Frankfurt / Bad Homburg. In Deutschland lag die so genannte „Frühgeburtlichkeit“, also Geburten vor Ende der 37. Schwangerschaftswoche, im Jahr 2014 bei 7,9 Prozent. Gleichzeitig ist die Säuglingssterblichkeit von Kindern, die bei ihrer Geburt weniger als 1.500 Gramm wogen, fast fünfmal so hoch wie im Durchschnitt. Damit stellen zu frühe Geburten eine erhebliche Herausforderung für das Gesundheitswesen dar. Hier setzt ein neuer Vertrag nach § 140a SGB V an, den die AOK Hessen mit der Kassenärztlichen Vereinigung (KV) Hessen sowie dem Berufsverband der Frauenärzte abgeschlossen hat und der am 1. April in Kraft tritt.

„Die Überlebenschancen für Frühgeborene sind in den letzten Jahrzehnten dank des medizinischen Fortschrittes zwar gestiegen. Heute werden Kinder in hoch spezialisierten Einrichtungen – so genannten Perinatalzentren – versorgt und haben somit deutlich bessere Chancen, den Start ins Leben zu schaffen. Dennoch ist die Sterblichkeit bei Frühgeburten insgesamt noch immer erhöht und die Kinder haben oft, teilweise ein Leben lang, mit gesundheitlichen Beeinträchtigungen zu kämpfen“, erklärt Frank Dastych, der Vorstandsvorsitzende der KV Hessen.
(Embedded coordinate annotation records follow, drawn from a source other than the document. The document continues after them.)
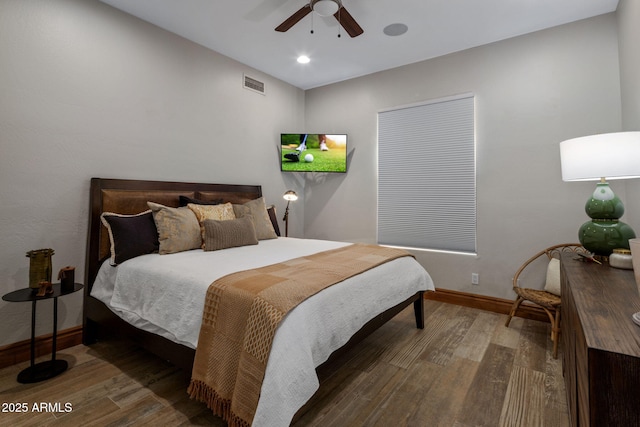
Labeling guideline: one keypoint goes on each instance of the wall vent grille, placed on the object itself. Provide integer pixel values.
(253, 84)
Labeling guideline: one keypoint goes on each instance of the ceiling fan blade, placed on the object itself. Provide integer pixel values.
(294, 19)
(348, 23)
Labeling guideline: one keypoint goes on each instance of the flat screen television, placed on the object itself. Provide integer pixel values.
(313, 152)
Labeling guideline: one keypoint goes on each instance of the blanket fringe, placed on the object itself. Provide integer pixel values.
(199, 391)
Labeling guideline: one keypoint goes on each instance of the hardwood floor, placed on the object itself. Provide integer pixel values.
(464, 369)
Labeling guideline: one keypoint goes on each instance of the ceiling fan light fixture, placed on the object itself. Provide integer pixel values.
(325, 7)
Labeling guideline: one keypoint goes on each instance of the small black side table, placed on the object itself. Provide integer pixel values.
(49, 369)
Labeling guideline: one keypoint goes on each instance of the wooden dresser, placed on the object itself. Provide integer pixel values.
(600, 344)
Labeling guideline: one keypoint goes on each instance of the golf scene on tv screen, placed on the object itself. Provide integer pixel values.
(313, 152)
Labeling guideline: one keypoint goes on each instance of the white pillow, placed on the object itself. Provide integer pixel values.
(552, 285)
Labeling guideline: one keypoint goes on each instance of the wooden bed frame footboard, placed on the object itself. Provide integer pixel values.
(130, 197)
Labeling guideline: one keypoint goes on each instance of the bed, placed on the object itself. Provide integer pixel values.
(360, 311)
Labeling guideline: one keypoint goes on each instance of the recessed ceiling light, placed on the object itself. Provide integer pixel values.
(395, 29)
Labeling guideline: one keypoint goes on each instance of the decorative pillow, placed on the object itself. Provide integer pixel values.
(185, 200)
(241, 210)
(223, 212)
(261, 220)
(552, 284)
(229, 233)
(178, 228)
(130, 235)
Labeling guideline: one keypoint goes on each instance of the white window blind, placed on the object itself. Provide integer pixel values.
(427, 175)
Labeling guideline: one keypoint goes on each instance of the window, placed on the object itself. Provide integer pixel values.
(427, 175)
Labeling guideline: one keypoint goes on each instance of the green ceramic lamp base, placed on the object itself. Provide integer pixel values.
(604, 232)
(601, 237)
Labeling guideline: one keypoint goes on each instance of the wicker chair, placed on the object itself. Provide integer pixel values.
(549, 302)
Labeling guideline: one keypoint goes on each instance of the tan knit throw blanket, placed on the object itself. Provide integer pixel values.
(241, 314)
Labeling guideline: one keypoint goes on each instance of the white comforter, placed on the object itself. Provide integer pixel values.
(164, 294)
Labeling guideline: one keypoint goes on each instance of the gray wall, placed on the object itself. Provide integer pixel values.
(629, 34)
(531, 93)
(85, 91)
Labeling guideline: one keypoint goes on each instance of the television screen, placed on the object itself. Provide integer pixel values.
(313, 152)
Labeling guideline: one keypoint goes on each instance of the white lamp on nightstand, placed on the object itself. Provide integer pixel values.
(598, 158)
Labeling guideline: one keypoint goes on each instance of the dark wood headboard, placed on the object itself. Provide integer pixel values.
(131, 197)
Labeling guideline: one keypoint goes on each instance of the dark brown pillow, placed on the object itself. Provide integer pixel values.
(130, 235)
(229, 233)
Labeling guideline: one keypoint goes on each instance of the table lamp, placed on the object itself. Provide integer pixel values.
(289, 196)
(600, 158)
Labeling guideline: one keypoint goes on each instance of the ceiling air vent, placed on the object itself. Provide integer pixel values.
(253, 84)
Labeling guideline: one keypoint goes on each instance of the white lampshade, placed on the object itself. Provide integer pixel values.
(609, 155)
(325, 7)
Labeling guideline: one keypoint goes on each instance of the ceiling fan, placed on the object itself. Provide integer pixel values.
(324, 8)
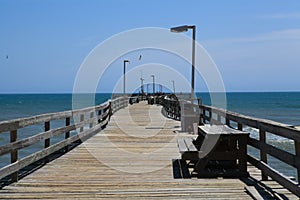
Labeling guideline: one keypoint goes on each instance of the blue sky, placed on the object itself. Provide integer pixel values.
(255, 44)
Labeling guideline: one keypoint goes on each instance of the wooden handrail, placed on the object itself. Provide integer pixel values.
(88, 120)
(264, 126)
(213, 115)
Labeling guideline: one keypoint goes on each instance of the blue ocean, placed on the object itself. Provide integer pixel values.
(282, 107)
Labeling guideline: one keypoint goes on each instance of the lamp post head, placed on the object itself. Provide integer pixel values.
(179, 29)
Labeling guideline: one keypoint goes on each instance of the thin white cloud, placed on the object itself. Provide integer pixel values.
(268, 61)
(282, 16)
(288, 34)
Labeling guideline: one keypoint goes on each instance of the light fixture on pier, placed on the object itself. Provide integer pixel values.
(185, 28)
(124, 78)
(153, 78)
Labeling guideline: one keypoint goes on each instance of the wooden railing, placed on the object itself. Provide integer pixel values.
(220, 116)
(86, 121)
(214, 115)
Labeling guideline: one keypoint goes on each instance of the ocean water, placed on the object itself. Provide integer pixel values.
(282, 107)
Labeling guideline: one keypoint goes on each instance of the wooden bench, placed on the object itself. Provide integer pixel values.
(218, 151)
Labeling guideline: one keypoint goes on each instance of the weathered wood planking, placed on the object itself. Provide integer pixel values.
(126, 160)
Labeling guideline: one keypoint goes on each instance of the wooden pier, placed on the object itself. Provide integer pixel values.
(132, 158)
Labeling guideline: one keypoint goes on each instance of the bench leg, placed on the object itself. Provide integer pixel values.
(200, 165)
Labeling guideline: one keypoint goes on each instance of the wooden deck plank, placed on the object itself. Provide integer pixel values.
(130, 159)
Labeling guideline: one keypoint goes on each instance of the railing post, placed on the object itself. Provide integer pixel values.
(297, 151)
(227, 121)
(47, 141)
(14, 154)
(210, 117)
(99, 118)
(67, 134)
(110, 110)
(204, 116)
(91, 117)
(81, 120)
(219, 119)
(240, 126)
(263, 155)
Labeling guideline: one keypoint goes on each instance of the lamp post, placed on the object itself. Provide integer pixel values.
(153, 84)
(173, 86)
(142, 86)
(124, 78)
(185, 28)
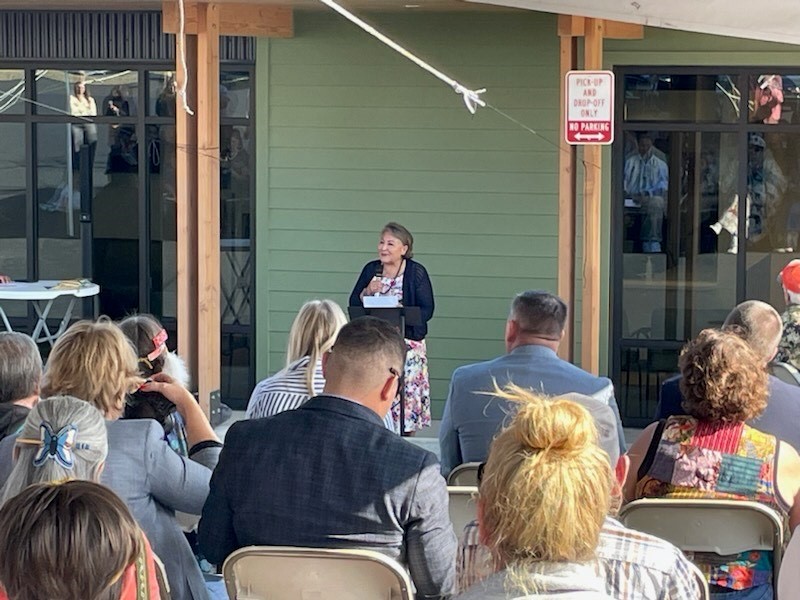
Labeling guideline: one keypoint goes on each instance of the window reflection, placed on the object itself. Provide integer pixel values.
(12, 92)
(161, 93)
(86, 93)
(692, 98)
(234, 94)
(774, 99)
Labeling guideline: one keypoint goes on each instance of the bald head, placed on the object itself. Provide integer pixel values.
(759, 324)
(367, 352)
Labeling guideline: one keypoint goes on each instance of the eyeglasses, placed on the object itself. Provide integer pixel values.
(481, 468)
(400, 380)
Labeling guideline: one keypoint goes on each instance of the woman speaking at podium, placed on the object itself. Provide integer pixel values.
(395, 274)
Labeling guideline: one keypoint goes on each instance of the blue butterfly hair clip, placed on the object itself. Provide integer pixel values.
(56, 446)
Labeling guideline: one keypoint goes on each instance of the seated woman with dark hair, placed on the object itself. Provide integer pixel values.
(94, 361)
(712, 453)
(544, 495)
(74, 540)
(149, 339)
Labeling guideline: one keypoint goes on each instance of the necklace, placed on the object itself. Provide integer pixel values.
(393, 280)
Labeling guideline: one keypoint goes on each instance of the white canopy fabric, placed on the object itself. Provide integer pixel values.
(774, 21)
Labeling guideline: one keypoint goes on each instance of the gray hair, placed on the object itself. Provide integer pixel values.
(759, 324)
(20, 367)
(539, 313)
(89, 452)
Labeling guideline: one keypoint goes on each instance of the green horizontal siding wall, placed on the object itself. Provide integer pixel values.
(351, 135)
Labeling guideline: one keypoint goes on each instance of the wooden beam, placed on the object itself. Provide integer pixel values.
(574, 26)
(208, 210)
(261, 20)
(186, 199)
(566, 202)
(590, 298)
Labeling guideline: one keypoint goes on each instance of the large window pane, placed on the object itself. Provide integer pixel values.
(773, 211)
(163, 247)
(692, 98)
(87, 93)
(677, 274)
(13, 213)
(161, 93)
(12, 91)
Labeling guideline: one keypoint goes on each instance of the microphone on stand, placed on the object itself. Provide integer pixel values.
(378, 274)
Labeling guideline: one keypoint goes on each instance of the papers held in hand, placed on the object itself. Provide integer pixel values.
(381, 302)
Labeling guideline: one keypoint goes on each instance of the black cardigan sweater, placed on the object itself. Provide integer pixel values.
(417, 291)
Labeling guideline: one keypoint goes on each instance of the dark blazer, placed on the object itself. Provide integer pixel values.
(330, 475)
(780, 418)
(417, 291)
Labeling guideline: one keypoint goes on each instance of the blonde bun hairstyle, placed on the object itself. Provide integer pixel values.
(546, 487)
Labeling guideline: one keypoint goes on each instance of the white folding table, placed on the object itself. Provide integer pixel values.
(42, 295)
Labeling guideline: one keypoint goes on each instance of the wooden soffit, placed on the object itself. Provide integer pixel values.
(260, 20)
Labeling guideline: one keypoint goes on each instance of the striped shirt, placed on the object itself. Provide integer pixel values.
(286, 390)
(635, 565)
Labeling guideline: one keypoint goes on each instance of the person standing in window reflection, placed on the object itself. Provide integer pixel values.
(646, 182)
(81, 104)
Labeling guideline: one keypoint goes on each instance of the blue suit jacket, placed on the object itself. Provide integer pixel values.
(471, 418)
(780, 418)
(330, 475)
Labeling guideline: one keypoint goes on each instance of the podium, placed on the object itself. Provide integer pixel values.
(399, 317)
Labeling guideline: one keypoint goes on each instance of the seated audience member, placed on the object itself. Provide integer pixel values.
(95, 362)
(149, 339)
(633, 565)
(62, 438)
(712, 453)
(73, 540)
(789, 346)
(534, 331)
(20, 378)
(544, 494)
(330, 475)
(758, 324)
(312, 334)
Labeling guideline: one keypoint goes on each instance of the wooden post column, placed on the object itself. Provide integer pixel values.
(566, 192)
(208, 209)
(593, 31)
(186, 200)
(590, 299)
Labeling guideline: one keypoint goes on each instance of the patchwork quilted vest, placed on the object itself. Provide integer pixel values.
(730, 461)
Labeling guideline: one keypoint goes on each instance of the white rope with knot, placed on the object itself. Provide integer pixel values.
(472, 98)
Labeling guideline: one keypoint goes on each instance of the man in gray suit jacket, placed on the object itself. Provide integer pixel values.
(534, 330)
(330, 475)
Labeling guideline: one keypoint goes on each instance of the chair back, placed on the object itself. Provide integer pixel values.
(708, 525)
(463, 506)
(789, 575)
(702, 583)
(464, 474)
(161, 579)
(785, 372)
(289, 573)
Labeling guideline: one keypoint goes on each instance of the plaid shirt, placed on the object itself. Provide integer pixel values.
(635, 565)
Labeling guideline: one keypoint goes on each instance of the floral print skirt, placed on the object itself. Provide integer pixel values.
(417, 409)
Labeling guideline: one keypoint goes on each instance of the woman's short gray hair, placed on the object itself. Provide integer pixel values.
(20, 367)
(88, 451)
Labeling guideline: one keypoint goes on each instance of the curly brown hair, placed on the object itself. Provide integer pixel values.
(723, 378)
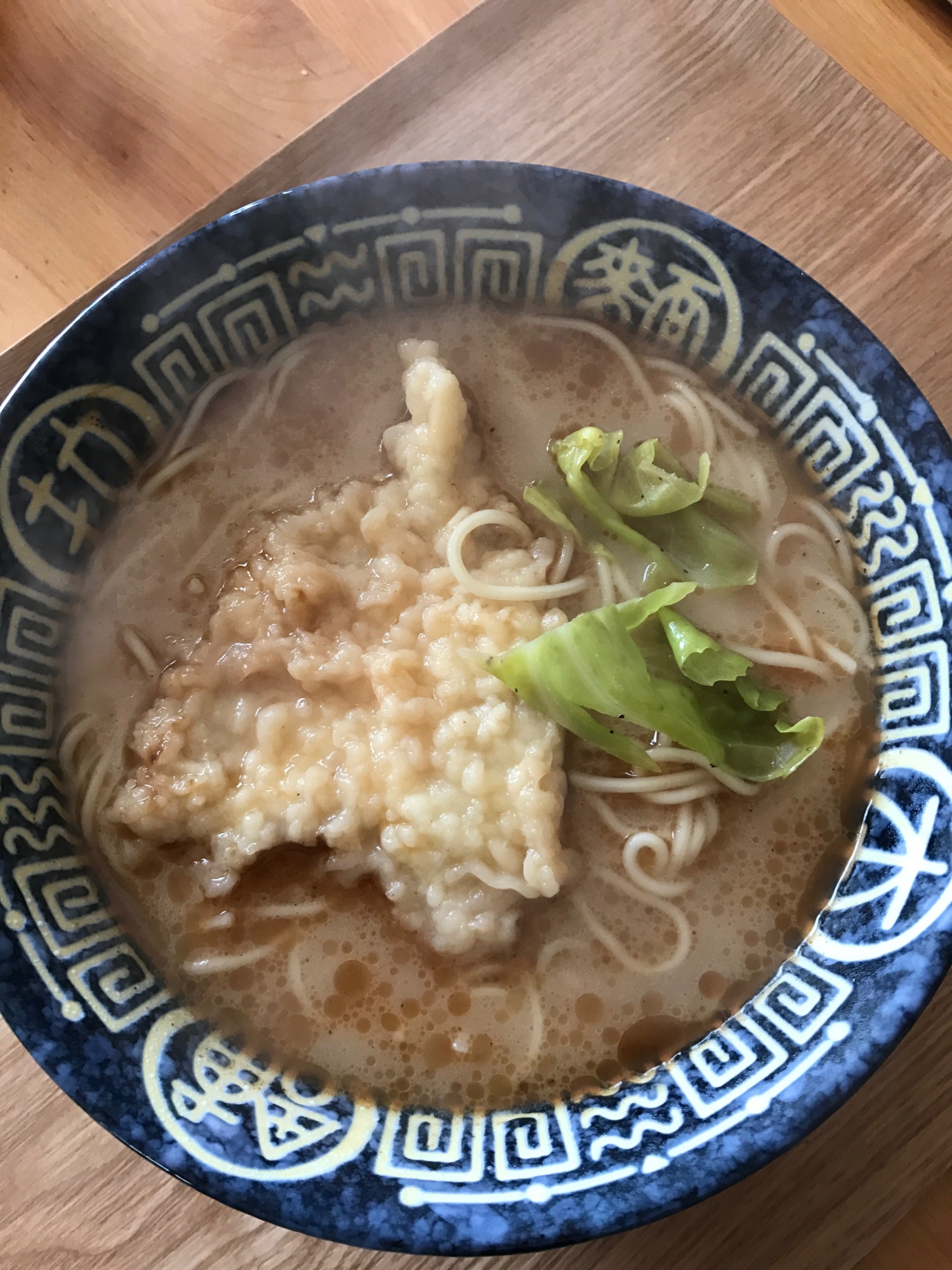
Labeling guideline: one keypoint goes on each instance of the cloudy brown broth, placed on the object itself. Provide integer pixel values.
(342, 985)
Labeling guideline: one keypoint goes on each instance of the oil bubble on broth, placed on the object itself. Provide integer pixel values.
(318, 966)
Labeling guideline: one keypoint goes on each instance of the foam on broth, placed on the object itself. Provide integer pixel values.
(346, 989)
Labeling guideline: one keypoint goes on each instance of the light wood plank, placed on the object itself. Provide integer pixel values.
(902, 50)
(724, 106)
(121, 117)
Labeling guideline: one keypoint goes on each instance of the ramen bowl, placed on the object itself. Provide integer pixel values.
(83, 996)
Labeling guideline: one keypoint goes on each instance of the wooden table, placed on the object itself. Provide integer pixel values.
(121, 120)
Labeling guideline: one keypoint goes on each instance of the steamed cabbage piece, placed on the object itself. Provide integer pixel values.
(642, 664)
(648, 485)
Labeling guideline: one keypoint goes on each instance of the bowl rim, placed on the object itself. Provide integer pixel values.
(927, 973)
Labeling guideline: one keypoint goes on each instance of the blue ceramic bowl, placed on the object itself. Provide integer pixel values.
(91, 412)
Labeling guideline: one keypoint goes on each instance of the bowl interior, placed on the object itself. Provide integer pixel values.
(103, 398)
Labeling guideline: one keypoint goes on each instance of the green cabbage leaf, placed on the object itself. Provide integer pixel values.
(640, 665)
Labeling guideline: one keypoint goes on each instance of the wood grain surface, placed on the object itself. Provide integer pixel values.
(723, 105)
(121, 117)
(902, 50)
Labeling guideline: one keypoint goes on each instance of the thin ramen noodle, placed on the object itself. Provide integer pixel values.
(336, 829)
Ausführliches Beratungsgespräch
Mit „AOK-Priomed zur Prävention von Frühgeburten“ sollen Risikofaktoren so früh wie möglich erkannt und gezielt behandelt werden. Zu den Risikofaktoren gehören u.a. Rauchen und Alkoholkonsum, chronische Krankheiten, Scheiden- und Harnwegsinfektionen, vorausgegangene gynäkologische Komplikationen und Behandlungen, Über- und Untergewicht sowie psychische und sozia-le Belastungen. „Durch eine umfassende Anamnese und Diagnostik lassen sich viele Frühgeburten wirksam verhindern. Wichtigstes Element des Vertrages ist deshalb ein ausführliches ärztliches Beratungsgespräch anhand eines vorab definierten Leitfadens“, erklärt Dr. Roland Strasheim, der Krankenhauschef der AOK Hessen.

Wenige Voraussetzungen
Das bestätigt auch Dr. Klaus Doubek, Vorsitzender des Berufsverbands der Frauenärzte in Hessen: „Im Rahmen dieser Vereinbarung werden Regelungen für die Verbesserung der Versorgungsqualität Schwangerer getroffen. Durch regelmäßige Vorsorgeuntersuchungen, das ausführliche ärztliche Beratungsgespräch und die zusätzlichen qualifizierten Ultraschalluntersuchungen ist es möglich, in einem frühen Stadium eine drohende Frühgeburtlichkeit zu erkennen und wirksame Gegenmaßnahmen zu ergreifen.“ Im Einzelnen beinhaltet der Vertrag einen Frühultraschall, die Längenmessung des Gebärmutterhalses, Untersuchungen auf vaginale Infektionen, die Bestimmung der Schilddrüsenwerte sowie die Messung des Eisenspeichers im Blut. Es gibt nur zwei Voraussetzungen für die Teilnahme an dem Vertrag: Eine Mitgliedschaft bei der AOK Hessen und natürlich eine bestehende Schwangerschaft. Anmeldungen sind bis zur 20. Schwangerschaftswoche möglich, die Einschreibung erfolgt direkt bei der behandelnden Frauenärztin oder dem behandelnden Frauenarzt. Am Vertrag teilnehmende Medizinerinnen und Mediziner findet man ab dem 1. April unter www.arztsuchehessen.de (Auswahlfeld „Genehmigungen“).